Religion on TV: It Has to be a Choice

Blitz Magazine

I’m watching a murder mystery on 48 Hours. Suddenly, the show is interrupted by a sickly-looking man in a grey suit telling me that I should read the Bible. Then he reads a passage from the Bible, which explains why I’m supposed to read the Bible.

I realize that I’m watching 48 Hours on NowTV, a newly-created Canadian ‘family values’ station. I check the listings and find that 48 Hours is also on the American channel. I switch to the CBS channel; same signal. The grey man is still there, telling viewers to read the Bible.

I change the channel. Get NBC. Dateline. The subject is the latest sex abuse scandal to hit the Catholic Church.
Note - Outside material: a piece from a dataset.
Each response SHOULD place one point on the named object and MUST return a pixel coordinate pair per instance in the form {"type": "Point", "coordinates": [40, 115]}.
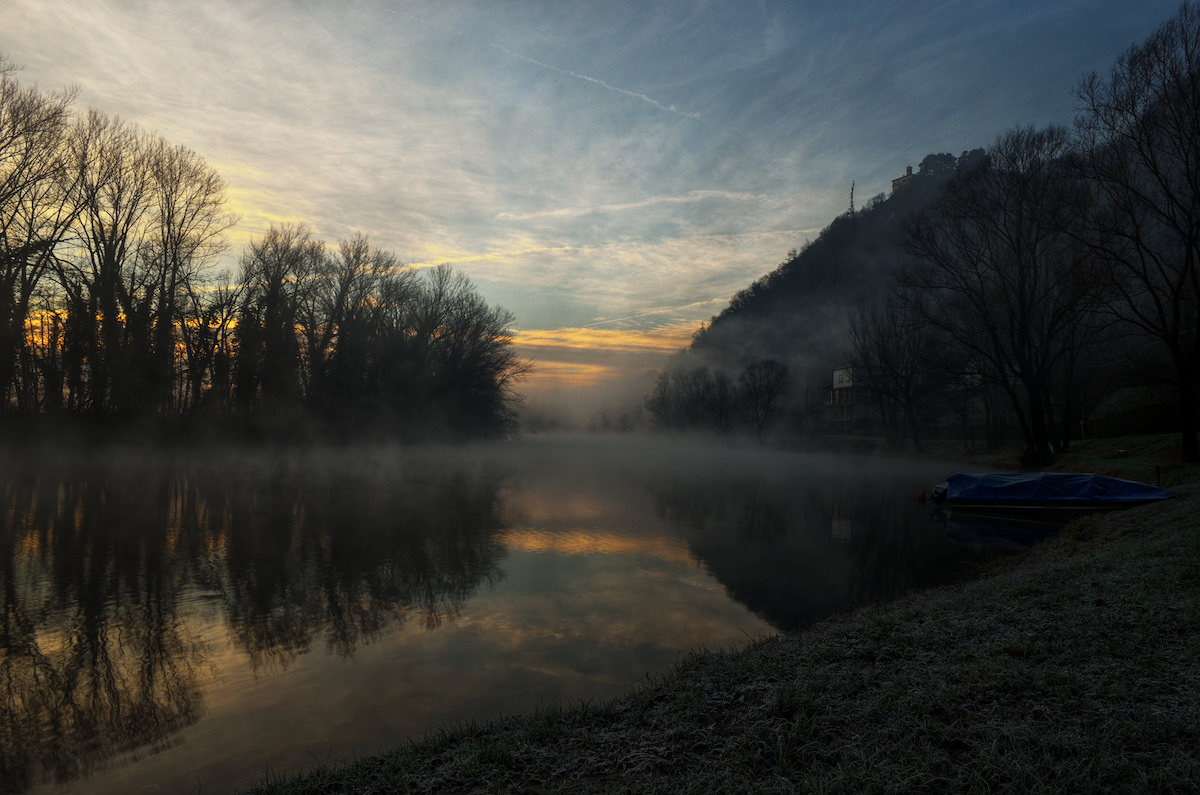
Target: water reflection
{"type": "Point", "coordinates": [101, 567]}
{"type": "Point", "coordinates": [269, 608]}
{"type": "Point", "coordinates": [810, 544]}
I watch a woman state that, for 10 years, she complained to her diocese executives about a priest who, she knew, was abusing boys. When asked why she simply didn’t call the police, she said that the priests told her not to.

I change the channel. I get a re-run of a recent news conference held by the local Anglican archdiocese. The British Columbia government is currently conducting a referendum to allow the public to voice its opinion on how aboriginal land treaties should be settled. The Anglican Church, which has much to answer for as far as treatment of aboriginals is concerned (and knows it), has told its flock to vote ‘no’ on all of the referendum questions.

The maxim that there absolutely must be a clear separation between Church and State is as true today as it was hundreds of years ago, when it was first enshrined in democratic processes. Religions are not supposed to tell us what to do. They are based on philosophy, faith, superstition and folklore. The priests, ministers, pastors etc., are supposed to present the ideals of their religious affiliations to accepting members of their congregations, and use those mores to offer guidance, when it is requested.

Politics, while also ideological, is fact-based. It follows the laws of economics and geography, and the facts of history. It reacts to reality. It creates reality. It provides reasonably workable frameworks within which we co-exist. And the people put in office to make the decisions which form these frameworks are elected by independent, free-thinking individuals.

What politicians and clergy do share is power over society—power that is granted to them by those they serve. It is, therefore, essential that there be reportage on how their actions affect us. The two institutions should be completely open to journalistic scrutiny, but neither institution can be allowed to fill the airways with dogma. I may have been watching some mindless ‘news’ show, which will in no way enhance my intellectual or spiritual life, but that’s my business. I am allowed to watch anything I like, and at no time did I consent to be interrupted by some guy spouting scriptural samplings.

Religion has caused must distress and bloodshed over the centuries. In my lifetime, it’s been Northern Ireland, Israel/Palestine, the American Religious Right, Muslim Fanaticism. When religion ceases to offer solace and guidance and begins to dictate the thoughts and actions of its adherents, it can do tremendous damage to society as a whole. Ferocious, irrevocable harm.

I’ve always been relieved that Canadians, while being free to practice any religion of their choosing, have also always been able to keep religion in perspective. That religion has never been allowed to force its way into our homes. That if we didn’t feel like being preached at, or hit up for money in the name of God, we could just change the channel.

Religious programming has always been there, always freely available to anyone who wants it. But, much more importantly, it has always been avoidable by those who wish to conduct their spiritual practices in the privacy of their own heads. In has to stay that way.